Reporter haben einen jungen Tatverdächtigen mit einem Konto in Verbindung gebracht, auf dem wiederholt Täter von Massengewalt verherrlicht wurden. Die Behörden haben nicht erklärt, dass die Online-Inhalte bei der mutmaßlichen Tat eine Rolle gespielt hätten.
Ein zwölfjähriger Junge steht im Verdacht des versuchten Mordes, nachdem ein fünfjähriges Mädchen bei einem Angriff in einem Park in Helsingborg im Süden Schwedens schwer verletzt worden war. Das Mädchen wurde nach dem Vorfall, der sich am Montag, dem 13. Juli 2026, gegen 15 Uhr ereignete, in ein Krankenhaus gebracht. Einige Tage später konnte es das Krankenhaus wieder verlassen.
Die Lokalzeitung Helsingborgs Dagblad, die gemeinsam mit Forschern von Expo recherchierte, berichtete später, sie habe ein TikTok-Konto mit Beiträgen, in denen Schulattentäter und andere Massenmörder verherrlicht wurden, dem Jungen zuordnen können. Laut dem Sender SVT erklärte Staatsanwalt Gustav Friman, das Mädchen habe Stich- oder Schnittverletzungen erlitten. Ein eindeutiges Tatmotiv hätten die Ermittler bislang jedoch nicht feststellen können.
Konto veränderte sich im Laufe der Zeit
Das TikTok-Profil soll mit einer E-Mail-Adresse verbunden gewesen sein, die einem Verwandten des Jungen gehört. Es wurde offenbar angelegt, bevor der Junge zehn Jahre alt war.
Nach Angaben der Zeitung zeigten die ersten Beiträge computergenerierte Tiere und Szenen aus Videospielen.

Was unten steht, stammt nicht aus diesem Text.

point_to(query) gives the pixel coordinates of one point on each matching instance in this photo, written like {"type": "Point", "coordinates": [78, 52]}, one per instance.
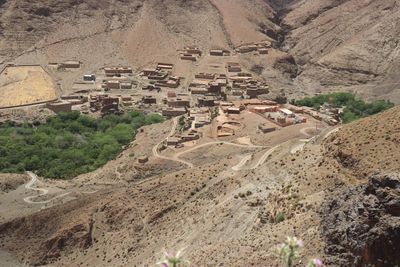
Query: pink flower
{"type": "Point", "coordinates": [298, 242]}
{"type": "Point", "coordinates": [317, 262]}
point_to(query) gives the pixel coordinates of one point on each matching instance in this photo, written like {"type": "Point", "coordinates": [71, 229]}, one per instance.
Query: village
{"type": "Point", "coordinates": [209, 104]}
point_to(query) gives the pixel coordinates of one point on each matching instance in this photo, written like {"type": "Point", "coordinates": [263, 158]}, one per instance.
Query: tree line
{"type": "Point", "coordinates": [67, 144]}
{"type": "Point", "coordinates": [354, 108]}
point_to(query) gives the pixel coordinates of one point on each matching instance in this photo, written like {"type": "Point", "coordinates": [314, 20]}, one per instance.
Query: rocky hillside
{"type": "Point", "coordinates": [362, 224]}
{"type": "Point", "coordinates": [322, 45]}
{"type": "Point", "coordinates": [230, 218]}
{"type": "Point", "coordinates": [350, 44]}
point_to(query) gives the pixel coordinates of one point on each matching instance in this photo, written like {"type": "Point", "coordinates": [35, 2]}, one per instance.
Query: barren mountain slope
{"type": "Point", "coordinates": [349, 44]}
{"type": "Point", "coordinates": [221, 216]}
{"type": "Point", "coordinates": [337, 45]}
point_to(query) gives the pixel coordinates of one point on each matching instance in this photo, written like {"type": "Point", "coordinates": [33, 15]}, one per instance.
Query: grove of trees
{"type": "Point", "coordinates": [67, 144]}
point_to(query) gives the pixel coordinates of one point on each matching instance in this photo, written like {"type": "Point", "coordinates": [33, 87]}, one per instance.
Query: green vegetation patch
{"type": "Point", "coordinates": [354, 108]}
{"type": "Point", "coordinates": [68, 144]}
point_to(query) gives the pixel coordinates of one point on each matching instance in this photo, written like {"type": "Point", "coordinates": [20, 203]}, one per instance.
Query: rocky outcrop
{"type": "Point", "coordinates": [48, 234]}
{"type": "Point", "coordinates": [361, 225]}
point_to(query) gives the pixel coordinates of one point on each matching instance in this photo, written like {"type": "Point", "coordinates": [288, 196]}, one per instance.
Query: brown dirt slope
{"type": "Point", "coordinates": [222, 217]}
{"type": "Point", "coordinates": [350, 44]}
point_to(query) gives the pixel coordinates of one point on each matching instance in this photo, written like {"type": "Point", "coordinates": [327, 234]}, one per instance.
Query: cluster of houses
{"type": "Point", "coordinates": [191, 53]}
{"type": "Point", "coordinates": [161, 76]}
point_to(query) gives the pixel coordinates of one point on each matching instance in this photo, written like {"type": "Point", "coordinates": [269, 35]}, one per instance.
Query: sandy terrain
{"type": "Point", "coordinates": [24, 85]}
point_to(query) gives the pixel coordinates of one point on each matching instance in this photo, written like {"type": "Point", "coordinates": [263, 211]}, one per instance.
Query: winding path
{"type": "Point", "coordinates": [42, 191]}
{"type": "Point", "coordinates": [157, 154]}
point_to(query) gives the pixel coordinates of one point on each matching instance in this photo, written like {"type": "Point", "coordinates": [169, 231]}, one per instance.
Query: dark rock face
{"type": "Point", "coordinates": [361, 225]}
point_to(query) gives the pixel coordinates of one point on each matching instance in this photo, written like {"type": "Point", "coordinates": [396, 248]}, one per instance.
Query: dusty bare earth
{"type": "Point", "coordinates": [25, 85]}
{"type": "Point", "coordinates": [218, 198]}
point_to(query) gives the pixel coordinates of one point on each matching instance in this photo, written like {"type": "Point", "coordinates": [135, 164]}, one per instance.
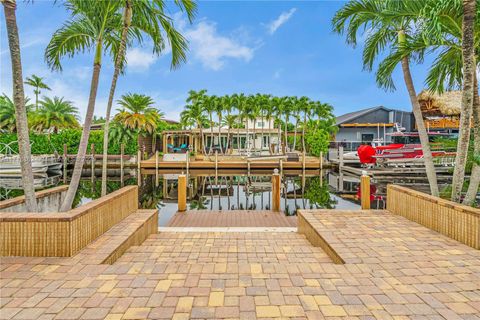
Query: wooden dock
{"type": "Point", "coordinates": [232, 218]}
{"type": "Point", "coordinates": [311, 163]}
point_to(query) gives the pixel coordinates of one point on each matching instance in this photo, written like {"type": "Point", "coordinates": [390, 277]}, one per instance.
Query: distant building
{"type": "Point", "coordinates": [367, 125]}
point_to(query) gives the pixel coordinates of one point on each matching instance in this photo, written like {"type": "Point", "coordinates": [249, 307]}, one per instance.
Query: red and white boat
{"type": "Point", "coordinates": [404, 151]}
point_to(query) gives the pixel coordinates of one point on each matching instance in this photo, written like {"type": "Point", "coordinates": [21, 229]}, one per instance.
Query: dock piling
{"type": "Point", "coordinates": [365, 191]}
{"type": "Point", "coordinates": [122, 152]}
{"type": "Point", "coordinates": [182, 193]}
{"type": "Point", "coordinates": [276, 191]}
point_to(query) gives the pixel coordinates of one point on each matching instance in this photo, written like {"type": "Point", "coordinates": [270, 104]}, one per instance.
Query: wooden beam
{"type": "Point", "coordinates": [356, 125]}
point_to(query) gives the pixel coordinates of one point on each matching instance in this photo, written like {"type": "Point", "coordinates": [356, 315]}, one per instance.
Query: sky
{"type": "Point", "coordinates": [275, 47]}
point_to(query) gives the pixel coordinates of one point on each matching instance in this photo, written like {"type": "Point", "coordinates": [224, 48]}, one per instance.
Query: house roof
{"type": "Point", "coordinates": [449, 103]}
{"type": "Point", "coordinates": [347, 117]}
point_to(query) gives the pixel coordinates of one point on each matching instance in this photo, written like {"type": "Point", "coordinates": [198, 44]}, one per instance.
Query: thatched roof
{"type": "Point", "coordinates": [447, 104]}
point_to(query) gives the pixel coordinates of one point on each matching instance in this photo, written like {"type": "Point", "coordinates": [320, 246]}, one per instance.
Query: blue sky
{"type": "Point", "coordinates": [276, 47]}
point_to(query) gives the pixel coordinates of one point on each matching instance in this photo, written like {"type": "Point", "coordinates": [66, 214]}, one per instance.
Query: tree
{"type": "Point", "coordinates": [9, 7]}
{"type": "Point", "coordinates": [8, 120]}
{"type": "Point", "coordinates": [386, 31]}
{"type": "Point", "coordinates": [468, 54]}
{"type": "Point", "coordinates": [93, 25]}
{"type": "Point", "coordinates": [37, 83]}
{"type": "Point", "coordinates": [442, 34]}
{"type": "Point", "coordinates": [55, 114]}
{"type": "Point", "coordinates": [148, 18]}
{"type": "Point", "coordinates": [194, 112]}
{"type": "Point", "coordinates": [138, 113]}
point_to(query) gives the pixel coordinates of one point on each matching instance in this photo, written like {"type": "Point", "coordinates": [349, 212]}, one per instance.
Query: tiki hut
{"type": "Point", "coordinates": [440, 105]}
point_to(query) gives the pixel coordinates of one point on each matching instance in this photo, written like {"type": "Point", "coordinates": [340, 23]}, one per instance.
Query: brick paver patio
{"type": "Point", "coordinates": [395, 269]}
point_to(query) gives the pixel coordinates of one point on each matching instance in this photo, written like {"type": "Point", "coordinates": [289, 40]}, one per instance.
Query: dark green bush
{"type": "Point", "coordinates": [48, 144]}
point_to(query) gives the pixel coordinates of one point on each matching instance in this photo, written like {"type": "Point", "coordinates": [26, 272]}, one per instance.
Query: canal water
{"type": "Point", "coordinates": [229, 191]}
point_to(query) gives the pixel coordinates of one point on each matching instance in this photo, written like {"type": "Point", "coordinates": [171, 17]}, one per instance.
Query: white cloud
{"type": "Point", "coordinates": [283, 18]}
{"type": "Point", "coordinates": [139, 60]}
{"type": "Point", "coordinates": [213, 49]}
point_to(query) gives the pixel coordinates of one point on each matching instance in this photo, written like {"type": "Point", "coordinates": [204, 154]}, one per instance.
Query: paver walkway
{"type": "Point", "coordinates": [232, 218]}
{"type": "Point", "coordinates": [395, 269]}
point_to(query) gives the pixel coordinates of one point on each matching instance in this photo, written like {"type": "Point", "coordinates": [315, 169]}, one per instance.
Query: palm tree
{"type": "Point", "coordinates": [209, 107]}
{"type": "Point", "coordinates": [287, 108]}
{"type": "Point", "coordinates": [442, 32]}
{"type": "Point", "coordinates": [8, 120]}
{"type": "Point", "coordinates": [468, 54]}
{"type": "Point", "coordinates": [93, 25]}
{"type": "Point", "coordinates": [138, 113]}
{"type": "Point", "coordinates": [37, 83]}
{"type": "Point", "coordinates": [230, 121]}
{"type": "Point", "coordinates": [55, 114]}
{"type": "Point", "coordinates": [306, 106]}
{"type": "Point", "coordinates": [196, 111]}
{"type": "Point", "coordinates": [383, 31]}
{"type": "Point", "coordinates": [277, 108]}
{"type": "Point", "coordinates": [218, 107]}
{"type": "Point", "coordinates": [147, 17]}
{"type": "Point", "coordinates": [9, 7]}
{"type": "Point", "coordinates": [226, 102]}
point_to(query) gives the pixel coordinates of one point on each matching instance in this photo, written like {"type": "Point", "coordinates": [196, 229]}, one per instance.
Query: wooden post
{"type": "Point", "coordinates": [365, 190]}
{"type": "Point", "coordinates": [276, 190]}
{"type": "Point", "coordinates": [182, 193]}
{"type": "Point", "coordinates": [156, 169]}
{"type": "Point", "coordinates": [139, 159]}
{"type": "Point", "coordinates": [65, 163]}
{"type": "Point", "coordinates": [92, 149]}
{"type": "Point", "coordinates": [122, 151]}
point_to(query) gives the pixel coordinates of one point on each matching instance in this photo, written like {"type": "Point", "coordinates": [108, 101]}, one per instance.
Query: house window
{"type": "Point", "coordinates": [266, 141]}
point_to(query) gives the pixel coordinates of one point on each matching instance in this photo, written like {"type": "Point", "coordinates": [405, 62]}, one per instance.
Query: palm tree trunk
{"type": "Point", "coordinates": [295, 135]}
{"type": "Point", "coordinates": [220, 133]}
{"type": "Point", "coordinates": [468, 57]}
{"type": "Point", "coordinates": [211, 134]}
{"type": "Point", "coordinates": [422, 132]}
{"type": "Point", "coordinates": [303, 131]}
{"type": "Point", "coordinates": [20, 110]}
{"type": "Point", "coordinates": [82, 147]}
{"type": "Point", "coordinates": [127, 19]}
{"type": "Point", "coordinates": [473, 187]}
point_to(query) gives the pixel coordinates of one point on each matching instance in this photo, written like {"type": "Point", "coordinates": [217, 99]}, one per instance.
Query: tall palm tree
{"type": "Point", "coordinates": [151, 20]}
{"type": "Point", "coordinates": [218, 107]}
{"type": "Point", "coordinates": [384, 32]}
{"type": "Point", "coordinates": [195, 110]}
{"type": "Point", "coordinates": [468, 54]}
{"type": "Point", "coordinates": [442, 33]}
{"type": "Point", "coordinates": [9, 7]}
{"type": "Point", "coordinates": [287, 105]}
{"type": "Point", "coordinates": [305, 106]}
{"type": "Point", "coordinates": [209, 107]}
{"type": "Point", "coordinates": [8, 120]}
{"type": "Point", "coordinates": [138, 113]}
{"type": "Point", "coordinates": [37, 83]}
{"type": "Point", "coordinates": [55, 114]}
{"type": "Point", "coordinates": [92, 25]}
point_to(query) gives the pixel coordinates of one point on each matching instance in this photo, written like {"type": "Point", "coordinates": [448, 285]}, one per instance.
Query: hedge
{"type": "Point", "coordinates": [48, 144]}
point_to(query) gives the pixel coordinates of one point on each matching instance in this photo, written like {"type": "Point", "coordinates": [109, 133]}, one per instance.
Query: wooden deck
{"type": "Point", "coordinates": [310, 163]}
{"type": "Point", "coordinates": [233, 218]}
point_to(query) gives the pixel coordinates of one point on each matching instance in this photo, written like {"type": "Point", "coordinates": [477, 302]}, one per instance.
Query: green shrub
{"type": "Point", "coordinates": [48, 144]}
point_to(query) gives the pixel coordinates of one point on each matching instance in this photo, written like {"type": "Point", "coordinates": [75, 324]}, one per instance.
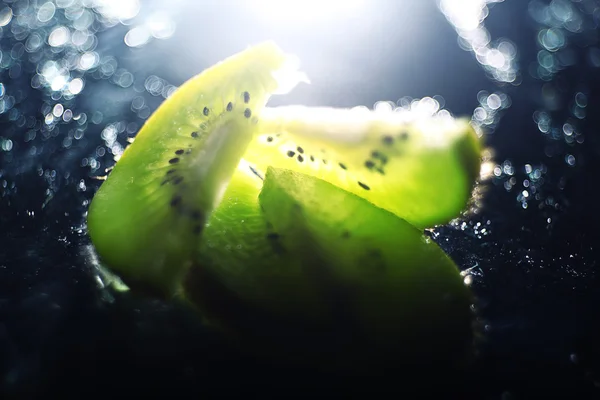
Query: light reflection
{"type": "Point", "coordinates": [499, 59]}
{"type": "Point", "coordinates": [301, 11]}
{"type": "Point", "coordinates": [121, 10]}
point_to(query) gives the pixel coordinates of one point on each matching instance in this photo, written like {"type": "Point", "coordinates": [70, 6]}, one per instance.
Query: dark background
{"type": "Point", "coordinates": [533, 269]}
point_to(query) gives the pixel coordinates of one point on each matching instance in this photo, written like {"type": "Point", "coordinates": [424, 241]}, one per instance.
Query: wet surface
{"type": "Point", "coordinates": [77, 78]}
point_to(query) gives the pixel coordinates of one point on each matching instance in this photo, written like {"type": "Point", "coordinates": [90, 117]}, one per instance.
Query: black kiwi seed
{"type": "Point", "coordinates": [362, 185]}
{"type": "Point", "coordinates": [176, 200]}
{"type": "Point", "coordinates": [382, 157]}
{"type": "Point", "coordinates": [195, 214]}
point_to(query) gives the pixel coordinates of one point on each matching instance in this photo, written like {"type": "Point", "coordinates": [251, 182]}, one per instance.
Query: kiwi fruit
{"type": "Point", "coordinates": [146, 218]}
{"type": "Point", "coordinates": [296, 230]}
{"type": "Point", "coordinates": [421, 170]}
{"type": "Point", "coordinates": [329, 279]}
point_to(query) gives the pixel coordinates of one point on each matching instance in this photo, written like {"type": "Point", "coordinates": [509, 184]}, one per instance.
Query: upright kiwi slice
{"type": "Point", "coordinates": [421, 170]}
{"type": "Point", "coordinates": [146, 218]}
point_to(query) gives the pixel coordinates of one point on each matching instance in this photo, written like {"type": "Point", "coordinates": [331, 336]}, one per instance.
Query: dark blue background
{"type": "Point", "coordinates": [537, 285]}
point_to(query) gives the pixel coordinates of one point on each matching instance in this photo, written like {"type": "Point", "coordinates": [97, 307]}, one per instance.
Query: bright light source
{"type": "Point", "coordinates": [304, 10]}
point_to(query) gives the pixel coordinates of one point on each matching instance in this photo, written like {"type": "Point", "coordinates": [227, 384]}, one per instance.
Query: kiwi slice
{"type": "Point", "coordinates": [330, 266]}
{"type": "Point", "coordinates": [145, 220]}
{"type": "Point", "coordinates": [421, 170]}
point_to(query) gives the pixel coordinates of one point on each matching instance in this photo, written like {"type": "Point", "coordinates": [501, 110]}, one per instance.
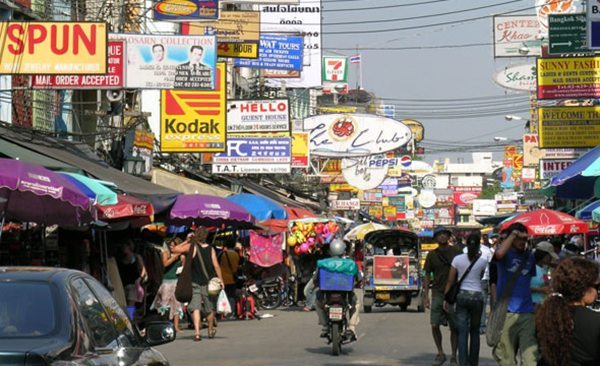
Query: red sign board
{"type": "Point", "coordinates": [112, 80]}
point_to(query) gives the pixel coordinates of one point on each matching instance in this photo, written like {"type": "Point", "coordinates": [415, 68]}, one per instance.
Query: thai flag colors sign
{"type": "Point", "coordinates": [194, 120]}
{"type": "Point", "coordinates": [60, 48]}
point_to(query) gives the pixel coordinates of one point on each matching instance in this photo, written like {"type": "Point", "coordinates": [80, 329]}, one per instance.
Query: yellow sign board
{"type": "Point", "coordinates": [561, 127]}
{"type": "Point", "coordinates": [53, 48]}
{"type": "Point", "coordinates": [194, 120]}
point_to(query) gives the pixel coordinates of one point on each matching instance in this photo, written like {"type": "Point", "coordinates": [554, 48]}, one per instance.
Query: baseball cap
{"type": "Point", "coordinates": [545, 246]}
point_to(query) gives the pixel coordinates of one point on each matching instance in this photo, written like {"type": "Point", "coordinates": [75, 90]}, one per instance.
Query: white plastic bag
{"type": "Point", "coordinates": [223, 306]}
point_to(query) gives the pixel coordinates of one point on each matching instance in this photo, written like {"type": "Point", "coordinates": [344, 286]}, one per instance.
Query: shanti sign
{"type": "Point", "coordinates": [60, 48]}
{"type": "Point", "coordinates": [194, 121]}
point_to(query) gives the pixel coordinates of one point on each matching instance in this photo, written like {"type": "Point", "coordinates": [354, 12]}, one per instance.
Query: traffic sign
{"type": "Point", "coordinates": [567, 33]}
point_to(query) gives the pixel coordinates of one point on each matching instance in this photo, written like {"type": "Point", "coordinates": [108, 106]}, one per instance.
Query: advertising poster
{"type": "Point", "coordinates": [60, 48]}
{"type": "Point", "coordinates": [256, 116]}
{"type": "Point", "coordinates": [302, 20]}
{"type": "Point", "coordinates": [390, 270]}
{"type": "Point", "coordinates": [300, 152]}
{"type": "Point", "coordinates": [254, 155]}
{"type": "Point", "coordinates": [112, 80]}
{"type": "Point", "coordinates": [183, 10]}
{"type": "Point", "coordinates": [276, 52]}
{"type": "Point", "coordinates": [568, 78]}
{"type": "Point", "coordinates": [169, 62]}
{"type": "Point", "coordinates": [564, 127]}
{"type": "Point", "coordinates": [194, 121]}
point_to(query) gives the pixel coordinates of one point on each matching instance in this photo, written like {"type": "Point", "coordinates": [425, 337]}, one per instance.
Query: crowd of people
{"type": "Point", "coordinates": [539, 292]}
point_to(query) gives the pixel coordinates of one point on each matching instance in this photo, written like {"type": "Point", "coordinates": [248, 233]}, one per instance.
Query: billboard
{"type": "Point", "coordinates": [59, 48]}
{"type": "Point", "coordinates": [194, 121]}
{"type": "Point", "coordinates": [182, 10]}
{"type": "Point", "coordinates": [276, 52]}
{"type": "Point", "coordinates": [169, 62]}
{"type": "Point", "coordinates": [568, 78]}
{"type": "Point", "coordinates": [513, 34]}
{"type": "Point", "coordinates": [255, 116]}
{"type": "Point", "coordinates": [112, 80]}
{"type": "Point", "coordinates": [338, 135]}
{"type": "Point", "coordinates": [248, 154]}
{"type": "Point", "coordinates": [304, 20]}
{"type": "Point", "coordinates": [562, 127]}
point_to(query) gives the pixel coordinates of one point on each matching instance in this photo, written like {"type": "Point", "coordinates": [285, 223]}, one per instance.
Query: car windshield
{"type": "Point", "coordinates": [26, 309]}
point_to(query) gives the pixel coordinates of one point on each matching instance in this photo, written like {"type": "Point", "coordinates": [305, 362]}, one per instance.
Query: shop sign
{"type": "Point", "coordinates": [358, 174]}
{"type": "Point", "coordinates": [354, 134]}
{"type": "Point", "coordinates": [346, 205]}
{"type": "Point", "coordinates": [53, 48]}
{"type": "Point", "coordinates": [169, 62]}
{"type": "Point", "coordinates": [258, 116]}
{"type": "Point", "coordinates": [513, 32]}
{"type": "Point", "coordinates": [276, 52]}
{"type": "Point", "coordinates": [562, 127]}
{"type": "Point", "coordinates": [112, 80]}
{"type": "Point", "coordinates": [300, 152]}
{"type": "Point", "coordinates": [194, 121]}
{"type": "Point", "coordinates": [519, 77]}
{"type": "Point", "coordinates": [182, 10]}
{"type": "Point", "coordinates": [568, 78]}
{"type": "Point", "coordinates": [551, 168]}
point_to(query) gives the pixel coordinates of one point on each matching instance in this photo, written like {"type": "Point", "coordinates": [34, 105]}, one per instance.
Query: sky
{"type": "Point", "coordinates": [431, 79]}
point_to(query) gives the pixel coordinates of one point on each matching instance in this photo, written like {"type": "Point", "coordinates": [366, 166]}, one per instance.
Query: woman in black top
{"type": "Point", "coordinates": [569, 332]}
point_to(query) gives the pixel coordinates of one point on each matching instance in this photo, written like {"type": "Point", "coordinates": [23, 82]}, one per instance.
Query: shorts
{"type": "Point", "coordinates": [201, 300]}
{"type": "Point", "coordinates": [439, 316]}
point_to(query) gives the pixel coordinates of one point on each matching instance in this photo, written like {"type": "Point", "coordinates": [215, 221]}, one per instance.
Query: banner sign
{"type": "Point", "coordinates": [194, 121]}
{"type": "Point", "coordinates": [58, 48]}
{"type": "Point", "coordinates": [514, 32]}
{"type": "Point", "coordinates": [304, 20]}
{"type": "Point", "coordinates": [569, 127]}
{"type": "Point", "coordinates": [300, 151]}
{"type": "Point", "coordinates": [336, 135]}
{"type": "Point", "coordinates": [180, 10]}
{"type": "Point", "coordinates": [112, 80]}
{"type": "Point", "coordinates": [169, 62]}
{"type": "Point", "coordinates": [254, 155]}
{"type": "Point", "coordinates": [256, 116]}
{"type": "Point", "coordinates": [276, 52]}
{"type": "Point", "coordinates": [568, 78]}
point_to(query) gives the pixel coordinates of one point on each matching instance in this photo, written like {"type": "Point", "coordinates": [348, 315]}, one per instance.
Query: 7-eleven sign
{"type": "Point", "coordinates": [335, 69]}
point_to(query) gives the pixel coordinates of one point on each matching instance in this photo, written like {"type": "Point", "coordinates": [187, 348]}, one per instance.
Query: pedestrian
{"type": "Point", "coordinates": [569, 332]}
{"type": "Point", "coordinates": [437, 265]}
{"type": "Point", "coordinates": [470, 299]}
{"type": "Point", "coordinates": [544, 255]}
{"type": "Point", "coordinates": [516, 264]}
{"type": "Point", "coordinates": [165, 300]}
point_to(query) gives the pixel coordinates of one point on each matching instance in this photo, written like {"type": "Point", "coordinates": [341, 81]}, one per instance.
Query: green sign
{"type": "Point", "coordinates": [567, 33]}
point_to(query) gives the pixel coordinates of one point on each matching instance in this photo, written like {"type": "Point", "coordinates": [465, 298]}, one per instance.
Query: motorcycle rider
{"type": "Point", "coordinates": [337, 250]}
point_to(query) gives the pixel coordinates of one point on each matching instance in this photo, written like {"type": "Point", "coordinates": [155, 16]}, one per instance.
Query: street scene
{"type": "Point", "coordinates": [299, 182]}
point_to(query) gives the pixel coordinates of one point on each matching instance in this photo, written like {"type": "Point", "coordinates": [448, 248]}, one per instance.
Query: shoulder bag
{"type": "Point", "coordinates": [493, 330]}
{"type": "Point", "coordinates": [450, 296]}
{"type": "Point", "coordinates": [183, 289]}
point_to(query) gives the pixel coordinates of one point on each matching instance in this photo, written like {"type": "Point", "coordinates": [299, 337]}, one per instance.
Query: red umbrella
{"type": "Point", "coordinates": [548, 222]}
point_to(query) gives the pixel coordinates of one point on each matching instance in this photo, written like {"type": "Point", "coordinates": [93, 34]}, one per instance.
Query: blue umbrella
{"type": "Point", "coordinates": [260, 207]}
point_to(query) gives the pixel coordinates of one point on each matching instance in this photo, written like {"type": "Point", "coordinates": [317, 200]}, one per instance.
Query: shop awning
{"type": "Point", "coordinates": [186, 185]}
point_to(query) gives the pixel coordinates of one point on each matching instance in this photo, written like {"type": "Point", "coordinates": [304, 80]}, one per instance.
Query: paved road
{"type": "Point", "coordinates": [291, 337]}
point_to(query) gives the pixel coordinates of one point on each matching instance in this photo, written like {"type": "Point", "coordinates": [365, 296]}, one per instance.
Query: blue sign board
{"type": "Point", "coordinates": [277, 53]}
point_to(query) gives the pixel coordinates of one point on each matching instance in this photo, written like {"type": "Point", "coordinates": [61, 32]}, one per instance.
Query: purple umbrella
{"type": "Point", "coordinates": [31, 193]}
{"type": "Point", "coordinates": [209, 211]}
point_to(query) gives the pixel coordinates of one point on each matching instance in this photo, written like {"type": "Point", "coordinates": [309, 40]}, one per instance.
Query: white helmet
{"type": "Point", "coordinates": [337, 247]}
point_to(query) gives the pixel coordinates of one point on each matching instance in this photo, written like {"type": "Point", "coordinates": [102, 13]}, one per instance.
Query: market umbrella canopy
{"type": "Point", "coordinates": [31, 193]}
{"type": "Point", "coordinates": [260, 207]}
{"type": "Point", "coordinates": [548, 222]}
{"type": "Point", "coordinates": [209, 211]}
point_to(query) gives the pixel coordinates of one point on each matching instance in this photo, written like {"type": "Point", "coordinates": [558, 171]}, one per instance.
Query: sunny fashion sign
{"type": "Point", "coordinates": [59, 48]}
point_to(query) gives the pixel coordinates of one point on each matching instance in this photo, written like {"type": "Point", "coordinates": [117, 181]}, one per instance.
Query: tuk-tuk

Ende Februar änderten sich die Inhalte des Kontos: Von da an wurden Beiträge veröffentlicht, in denen Schulattentäter und andere Täter von Massentötungen verherrlicht wurden.
Morgan Finnsiö, Recherchejournalist bei Expo, beschrieb die True Crime Community, meist als TCC abgekürzt, als ein Online-Milieu, in dem manche Nutzer eine Art Fankultur rund um Schulattentäter, Terroristen und andere Massenmörder entwickeln.
Aus der Berichterstattung geht nicht hervor, ob der Junge sämtliche Beiträge selbst erstellt hat oder wer das Profil zu den jeweiligen Zeitpunkten kontrollierte. Helsingborgs Dagblad berichtete, dass die Aktivitäten auf dem Konto endeten, nachdem der kommunale Sozialausschuss die Unterbringung des Jungen im Rahmen staatlicher Fürsorge formell beschlossen hatte.
Fürsorgemaßnahmen statt Strafverfolgung
Die Sozialbehörden nahmen den Jungen Berichten zufolge innerhalb weniger Stunden nach dem Angriff vorläufig in Obhut. Der kommunale Sozialausschuss traf anschließend eine formelle Entscheidung nach dem schwedischen Gesetz mit besonderen Bestimmungen über die Betreuung junger Menschen, kurz LVU.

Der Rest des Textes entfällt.